Abstracts for next month’s annual meeting of the American Society of Hematology began pouring in Thursday, but plenty more happened along the East Coast before investors began combing through those market-moving clinical trial summaries. Those stories below:
—Why are Opko Health (NYSE: OPK) and the founder of private equity firm TPG Capital circling Flemington, NJ-based Arno Therapeutics? Opko recently participated in a $30.7 million financing for the cancer drug developer, and was given the first crack at a potential strategic deal with Arno should the seven-year-old startup decide to pursue one. I spoke with Arno CEO Glenn Mattes about the deal, and the company’s plans to pair a well-studied anti-progestin drug candidate, onapristone, with a companion diagnostic and steer it towards endometrial cancer—a disease type where there isn’t a lot of competition.
—Accelerate Long Island first came together with a plan to use about $1.25 million to start up 10 tech and life sciences companies. Then it realized that most of the startups it was interested in funding were biotechs, which tend to need a lot more money to get going. So Accelerate LI this week joined forces with Long Island, NY’s biggest VC firm, Topspin Partners, to give it the financial muscle to get these projects off the ground. I talked with Accelerate LI executive director Mark Lesko about the partnership, and what the broad non-profit organization plans to do with the newfound access to capital.
—Waltham, MA-based Immunogen’s (NASDAQ: IMGN) efforts to prove it can create a successful drug that combines a targeted antibody with an extra-potent toxin, without the help of a partner, took a big step backward this week. One of Immunogen’s internally-developed drug candidates for small cell lung cancer flopped in a mid-stage study. An independent data monitoring committee found Immunogen’s experimental drug, IMGN901, ineffective, and also saw that patients on treatment had higher rates of infection-related deaths than those getting standard treatments alone. The company responded by halting the clinical trial. Shares of Immunogen promptly fell more than 20 percent.
—Shares of Lexington, MA-based Curis (NASDAQ: CRIS) also took a beating on Wall Street after the FDA slapped a partial clinical hold on its experimental cancer drug, CUDC-427. A sharp increase in liver enzymes was seen in the blood of one of the patients dosed with Curis’ drug during treatment, which can be a sign of serious liver damage. Sometimes those spikes can go away after a patient quits taking the drug, but that didn’t happen in this situation. The patient suffered liver failure about a month afterward and died. Curis can’t resume the study until it gives the FDA more data and analysis on patients dosed with CUDC-427, and proposes a new trial protocol. Curis licensed the drug from South San Francisco-based Genentech last year.
—Natick, MA-based Karyopharm Therapeutics (NASDAQ: KPTI), meanwhile, got a warm welcome from Wall Street, pricing an upsized IPO at $16 per share, the top end of its projected $14 to $16 per share range. Karyopharm sold 6.8 million shares, up from the 5.7 million it initially planned to sell, and raised close to $109 million. Unfortunately for the cancer drug developer, it began trading on a day when the Nasdaq Biotechnology Index dropped more than 2 percent. Shares, which started the day close to $19 apiece, were worth $16.05 when trading concluded on Wednesday.
—Cambridge-based Ariad Pharmaceuticals (NASDAQ: ARIA) announced plans to cut 40 percent of its workforce in the wake of the FDA’s decision to pull its only marketed drug, ponatinib (Iclusig), off the market. Ariad expects to save about $26 million in 2014 by eliminating around 160 positions in the U.S.
—Shares of New York-based Keryx Pharmaceuticals (NASDAQ: KERX) surged more than 20 percent as the company reported positive top-line results from a mid-stage study testing its drug ferric citrate (Zerenex) in non-dialysis dependent patients with chronic kidney disease.
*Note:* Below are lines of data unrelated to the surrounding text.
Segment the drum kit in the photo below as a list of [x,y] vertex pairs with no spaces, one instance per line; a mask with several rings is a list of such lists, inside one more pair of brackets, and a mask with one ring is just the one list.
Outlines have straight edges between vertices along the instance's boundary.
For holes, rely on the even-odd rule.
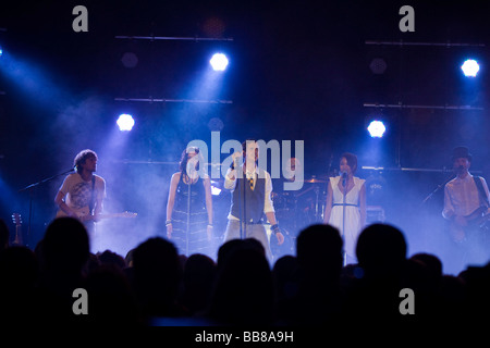
[[284,235],[282,246],[278,246],[273,238],[270,239],[275,258],[295,254],[295,239],[299,232],[311,224],[323,222],[328,181],[328,176],[311,176],[303,181],[301,190],[272,192],[275,219]]

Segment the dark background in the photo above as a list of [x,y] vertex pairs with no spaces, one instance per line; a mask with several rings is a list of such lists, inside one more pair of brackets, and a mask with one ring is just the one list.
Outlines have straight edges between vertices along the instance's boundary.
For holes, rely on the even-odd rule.
[[[72,29],[72,10],[78,4],[88,10],[88,33]],[[415,9],[415,33],[399,29],[404,4]],[[146,236],[162,235],[176,161],[188,141],[210,140],[218,119],[221,144],[250,137],[304,140],[306,177],[331,174],[344,151],[358,156],[359,167],[416,169],[357,174],[383,186],[370,192],[368,203],[380,204],[387,222],[403,229],[411,253],[430,251],[445,261],[450,249],[441,217],[442,190],[422,202],[451,175],[443,169],[451,167],[455,146],[468,146],[473,169],[488,177],[488,13],[486,1],[3,3],[0,216],[10,221],[12,212],[22,213],[34,247],[56,213],[52,200],[63,176],[20,190],[63,173],[79,150],[90,148],[98,152],[98,174],[107,181],[106,210],[138,212],[135,220],[107,221],[107,238],[98,241],[98,248],[124,254]],[[377,46],[368,40],[486,46]],[[217,50],[229,55],[230,65],[211,86],[205,77]],[[136,54],[135,67],[123,65],[125,52]],[[480,62],[480,75],[471,80],[460,70],[468,57]],[[381,75],[369,67],[375,58],[387,63]],[[115,127],[122,112],[136,119],[130,134]],[[388,123],[382,139],[371,139],[366,132],[375,114]],[[228,200],[225,194],[216,197],[219,226],[225,221]],[[222,232],[217,228],[218,235]]]

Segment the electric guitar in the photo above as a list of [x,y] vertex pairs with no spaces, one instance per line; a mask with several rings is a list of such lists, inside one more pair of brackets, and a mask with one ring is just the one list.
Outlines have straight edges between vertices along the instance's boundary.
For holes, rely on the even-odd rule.
[[15,239],[12,241],[13,246],[23,246],[22,241],[22,216],[20,213],[12,214],[12,222],[15,224]]
[[[109,213],[109,214],[98,214],[97,220],[102,219],[113,219],[113,217],[136,217],[138,214],[133,212],[122,212],[122,213]],[[61,209],[57,212],[56,217],[68,216],[68,214]],[[76,217],[82,222],[95,222],[96,216],[90,214],[88,207],[82,208],[76,212]]]
[[452,221],[450,225],[451,237],[456,243],[463,243],[466,239],[467,234],[478,232],[483,233],[485,231],[490,229],[490,213],[485,206],[475,209],[473,213],[463,217],[466,220],[466,226],[461,226],[454,221]]

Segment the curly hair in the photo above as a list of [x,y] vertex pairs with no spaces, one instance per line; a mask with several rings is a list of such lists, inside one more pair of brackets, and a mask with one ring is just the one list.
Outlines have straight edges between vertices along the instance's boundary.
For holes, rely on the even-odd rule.
[[351,152],[344,152],[342,153],[341,159],[345,159],[347,161],[353,174],[357,171],[357,156]]
[[200,162],[204,161],[203,154],[199,152],[198,147],[188,147],[184,151],[182,151],[181,161],[179,162],[179,171],[181,173],[184,173],[185,175],[187,175],[187,162],[188,162],[187,153],[193,151],[196,152],[196,156],[199,159],[196,167],[197,171],[199,170]]
[[95,151],[93,151],[93,150],[85,149],[85,150],[79,151],[75,156],[75,159],[73,160],[73,165],[75,166],[77,173],[82,173],[82,165],[81,164],[84,164],[85,161],[87,159],[89,159],[89,158],[97,159],[97,153]]

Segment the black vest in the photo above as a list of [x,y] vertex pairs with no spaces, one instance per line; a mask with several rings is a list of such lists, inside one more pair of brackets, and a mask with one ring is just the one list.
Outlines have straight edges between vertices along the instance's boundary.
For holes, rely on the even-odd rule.
[[[243,166],[241,166],[240,170],[243,171]],[[258,175],[258,173],[261,173],[261,175]],[[236,186],[231,197],[231,214],[237,219],[245,217],[243,219],[243,221],[252,224],[260,223],[264,216],[264,203],[266,200],[265,172],[260,169],[257,169],[254,181],[255,181],[255,188],[252,189],[248,179],[245,177],[245,174],[243,175],[243,178],[238,177],[236,179]],[[244,198],[244,186],[245,186],[245,198]]]

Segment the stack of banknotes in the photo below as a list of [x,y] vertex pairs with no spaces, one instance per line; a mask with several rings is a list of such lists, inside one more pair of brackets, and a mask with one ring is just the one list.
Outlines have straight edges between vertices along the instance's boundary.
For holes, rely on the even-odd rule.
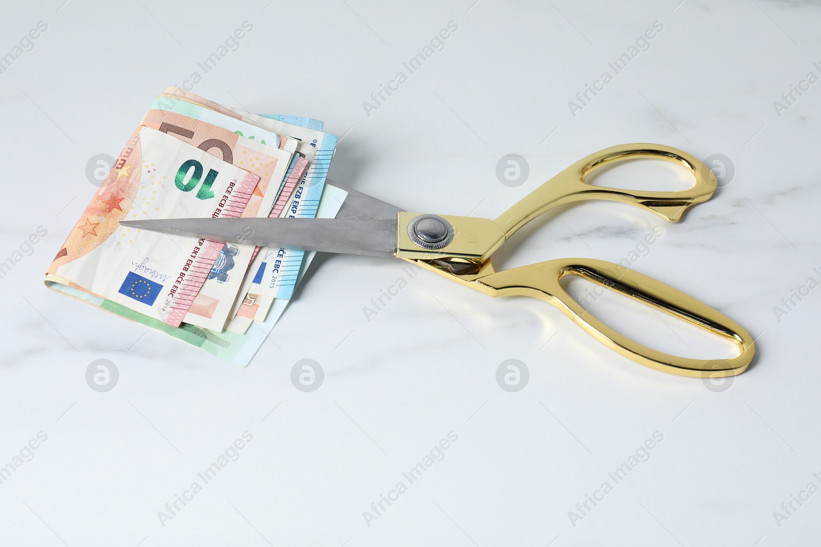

Keryx reported positive results in a Phase III study of ferric citrate in dialysis patients, meaning it now has two potential markets to tap into with its drug. Even so, it’s unclear whether the FDA would deem Keryx’s drug a new chemical entity, which would give it five years of market exclusivity should it win FDA approval: the active ingredient in Zerenex is similar to a drug sold by Otsuka called Ferriseltz. The active ingredient in the Otsuka drug, which is used as a contrast agent in MRI procedures, is ferric ammonium citrate.
—Burlington, MA-based Coronado Biosciences’ (NASDAQ: CNDO) experimental drug for Crohn’s Disease, CNDO-201, failed one mid-stage study in early October. Now its international partner, Germany’s Dr. Falk Pharma, has stopped a second study of CNDO-201 in Europe after similarly ineffective results. The news came a day after Coronado announced plans to ax three of its executives to conserve cash. Coronado’s shares fell more than 12 percent this week.